Leading real estate investment trust, Viva Energy REIT (ASX: VVR) has released its financial results for the year ended 31 December 2018. The company has also announced an Equity Raising which is comprised of a $100 million fully underwritten institutional placement and a non-underwritten Security Purchase Plan to eligible security holders.
For FY 2018, the company has reported a Statutory net profit of $167.1 million which is 1.9% lower than the previous corresponding period (pcp). The company has also reported distributable earnings per security (CPS) of 14.022 which is 4.5% higher than pcp.
While commenting on the financial results, the company’s Managing Director, Margaret Kennedy told that the company has delivered excellent FY2018 results, above guidance, demonstrating continued delivery on the company’s strategic objectives. She further informed that, throughout FY2018, the company acquired $129 million of properties at a WACR (Weighted average capitalization Rate) of 6.4%, increasing the total portfolio to $2,496 million with a WACR of 5.8%. These acquisitions highlight the continued growth in portfolio size while maintaining a focus on quality.
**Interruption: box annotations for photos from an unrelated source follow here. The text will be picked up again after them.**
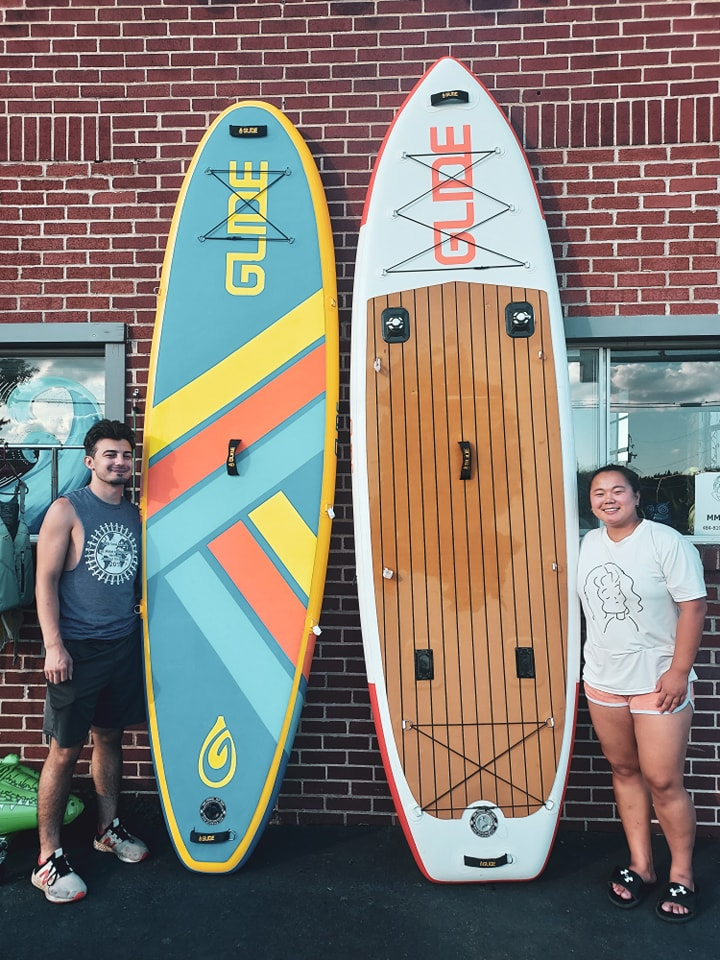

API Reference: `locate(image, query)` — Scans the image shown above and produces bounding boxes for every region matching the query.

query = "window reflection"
[0,356,105,533]
[569,348,720,541]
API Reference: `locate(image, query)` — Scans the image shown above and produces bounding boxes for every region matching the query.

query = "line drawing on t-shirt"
[583,563,643,633]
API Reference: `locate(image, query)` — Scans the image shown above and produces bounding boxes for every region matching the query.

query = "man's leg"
[92,727,123,834]
[38,739,83,863]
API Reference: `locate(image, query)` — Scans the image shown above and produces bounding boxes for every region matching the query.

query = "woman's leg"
[588,702,657,900]
[633,705,696,913]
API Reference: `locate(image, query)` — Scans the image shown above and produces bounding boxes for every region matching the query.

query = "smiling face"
[85,439,133,488]
[590,470,640,540]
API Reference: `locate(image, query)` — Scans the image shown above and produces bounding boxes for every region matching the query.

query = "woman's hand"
[655,667,688,713]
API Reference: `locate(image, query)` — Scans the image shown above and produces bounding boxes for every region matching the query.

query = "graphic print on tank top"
[85,523,138,586]
[583,563,643,633]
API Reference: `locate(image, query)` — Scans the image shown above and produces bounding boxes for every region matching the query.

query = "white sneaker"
[93,817,150,863]
[30,847,87,903]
The company has also confirmed the final distribution of 7.03 cents per share and confirms the payment date of 28 February 2019.
The company has also announced an Equity Raising, comprising a $100 million fully underwritten Institutional Placement of new ordinary stapled securities in VVR at an issue price of $2.32 per security. Further the company has announced a non-underwritten SPP (Share Purchase Plan) to eligible securityholders to raise up to $10 million.
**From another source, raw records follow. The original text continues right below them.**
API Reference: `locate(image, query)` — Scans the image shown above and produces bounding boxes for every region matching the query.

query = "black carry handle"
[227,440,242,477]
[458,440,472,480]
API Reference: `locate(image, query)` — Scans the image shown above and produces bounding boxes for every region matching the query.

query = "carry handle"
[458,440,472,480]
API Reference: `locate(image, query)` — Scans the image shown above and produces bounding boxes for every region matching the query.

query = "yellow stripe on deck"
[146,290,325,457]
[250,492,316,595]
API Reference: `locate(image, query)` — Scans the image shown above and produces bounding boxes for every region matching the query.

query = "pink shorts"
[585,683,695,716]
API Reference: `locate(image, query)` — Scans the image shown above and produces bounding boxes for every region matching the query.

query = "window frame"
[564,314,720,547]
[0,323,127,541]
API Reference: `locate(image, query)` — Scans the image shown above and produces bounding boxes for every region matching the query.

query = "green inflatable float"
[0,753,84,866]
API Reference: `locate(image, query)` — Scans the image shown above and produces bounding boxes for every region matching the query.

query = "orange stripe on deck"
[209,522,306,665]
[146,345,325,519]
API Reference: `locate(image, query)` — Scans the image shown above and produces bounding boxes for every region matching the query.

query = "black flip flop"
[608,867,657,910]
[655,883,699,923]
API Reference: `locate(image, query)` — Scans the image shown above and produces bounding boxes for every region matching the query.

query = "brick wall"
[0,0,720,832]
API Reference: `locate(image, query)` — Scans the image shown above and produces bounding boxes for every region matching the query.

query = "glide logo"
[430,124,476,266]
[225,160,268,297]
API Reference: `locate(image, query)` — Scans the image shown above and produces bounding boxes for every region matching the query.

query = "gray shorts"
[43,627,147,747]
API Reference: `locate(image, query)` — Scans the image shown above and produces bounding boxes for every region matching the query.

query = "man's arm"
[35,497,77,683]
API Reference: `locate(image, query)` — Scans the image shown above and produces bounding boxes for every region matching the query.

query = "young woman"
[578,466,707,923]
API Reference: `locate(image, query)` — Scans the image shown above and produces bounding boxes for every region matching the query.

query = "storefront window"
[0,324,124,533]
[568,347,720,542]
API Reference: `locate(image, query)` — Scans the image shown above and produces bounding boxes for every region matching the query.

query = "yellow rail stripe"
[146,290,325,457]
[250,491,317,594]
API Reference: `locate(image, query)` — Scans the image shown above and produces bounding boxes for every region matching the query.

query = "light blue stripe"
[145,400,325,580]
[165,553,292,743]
The funds from the Equity Raising will be used to partly finance 8 acquisitions totaling approximately $47 million completed in the second half of FY 2018, and the funds will also be used to provide headroom for future growth.
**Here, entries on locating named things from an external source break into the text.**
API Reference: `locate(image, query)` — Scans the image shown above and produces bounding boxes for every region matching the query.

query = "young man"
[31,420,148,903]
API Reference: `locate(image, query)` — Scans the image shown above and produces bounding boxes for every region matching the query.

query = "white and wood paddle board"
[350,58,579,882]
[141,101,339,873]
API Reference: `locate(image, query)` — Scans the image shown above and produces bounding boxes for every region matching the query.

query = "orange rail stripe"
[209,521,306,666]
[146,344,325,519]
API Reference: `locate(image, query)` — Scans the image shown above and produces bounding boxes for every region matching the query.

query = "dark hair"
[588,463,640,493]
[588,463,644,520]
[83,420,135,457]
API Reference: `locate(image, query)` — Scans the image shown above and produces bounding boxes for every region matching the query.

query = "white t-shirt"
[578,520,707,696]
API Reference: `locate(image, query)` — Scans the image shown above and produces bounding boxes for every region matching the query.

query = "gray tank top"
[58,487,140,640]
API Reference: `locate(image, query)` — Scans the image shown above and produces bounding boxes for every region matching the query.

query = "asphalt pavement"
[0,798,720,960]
As at 31 December 2018, the company had Pro forma gearing of 32.3%, providing headroom for further acquisitions, consistent with the company’s investment criteria, as opportunities arise. In FY 2019, the company IS expecting growth in underlying distributable earnings per security of 3-3.75% relative to FY 2018. As per Ms. Margaret Kennedy, the company is well positioned for growth in FY 2019 with an approximately $130 million identified pipeline of potential acquisitions, of which $67 million are in advanced due diligence.
The company has announced that it will undertake a $100 million fully underwritten Institutional Placement at $2.32 per security by issuing around 43.1 million New Securities. The price of $2.32 per security represents a 4.1% discount to the closing price of $2.42 on 20 February 2019 and a discount of 3.5% to the 5-day volume weighted average price of $2.40 to 20 February 2019. The New Securities issued under the Institutional Placement are expected to be allotted and commence trading on 27 February 2019.
After the completion of the Institutional Placement, the company will offer eligible security holders an opportunity to participate in a non-underwritten SPP (Share purchase plan) to raise up to $10 million. VVR’s shares closed the trading session flat at $2.420 with a market capitalization of circa $1.76 billion as on 21 February 2019.